I have been looking for something in Canon Law that specifies where gifts are to be placed on the alter during the consecration of the Eucharist. I want to know if the bread and wine has to be placed on a specific place on the alter for consecration, or if the bread and wine is consecrated by merely being placed anywhere on the alter during the words of consecration.
The current English translation of the Sacramentary says, on pages 370-371 (emphasis mine):
The priest, standing at the altar, takes the paten with the bread, and holding it slightly raised above the altar, says inaudibly … Then he places the paten with the bread
on the corporal.
…
Then the priest takes the chalice, and, holding it slightly raised above the altar, says inaudibly … Then he places the chalice
on the corporal.
This is described in the 2002 GIRM in #141-142; in the GIRM found in the Sacramentary, these are #102-103.
Thus, the rubrics of the Mass state that the paten and chalice are to be on the corporal, the cloth that is placed on the altar and opened up.
I am asking because I was at a Mass the other day and extra wine and water were left on the alter during consecration and the water was discarded down the drain and the wine poured back into the bottle which it came from. I was under the impression that any water and wine on the alter is transformed to the Body and Blood of our Lord and other items such as water, rosaries, etc. become blessed by being on the alter during consecration.
The intention of the priest during the consecration should be to consecrate that which is on the corporal; as he intends to consecrate nothing else, the things not on the corporal are not consecrated (since intention is one of the parts of the Sacraments).
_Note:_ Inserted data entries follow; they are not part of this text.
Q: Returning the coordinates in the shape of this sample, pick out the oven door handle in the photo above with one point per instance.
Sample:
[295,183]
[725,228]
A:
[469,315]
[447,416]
The
only consecration that happens at the Eucharistic prayer is that of the hosts and the wine (some of which has been mixed with water) into the Body, Blood, Soul, and Divinity of Jesus Christ. Water on the altar, or on the corporal, is not consecrated or blessed by the Eucharistic Prayer.
The 2002 GIRM #324, says: “If the priest notices after the consecration or as he receives Communion that not wine but only water was poured into the chalice, he pours the water into some container, then pours wine with water into the chalice and consecrates it. He says only the part of the institution narrative related to the consecration of the chalice, without being obliged to consecrate the bread again.” In the copy of the GIRM found at the beginning of the Sacramentary, this is #286. Thus, water alone is not consecrated into anything.
(The GIRM in the Sacramentary is an older edition, thus the different numbering.)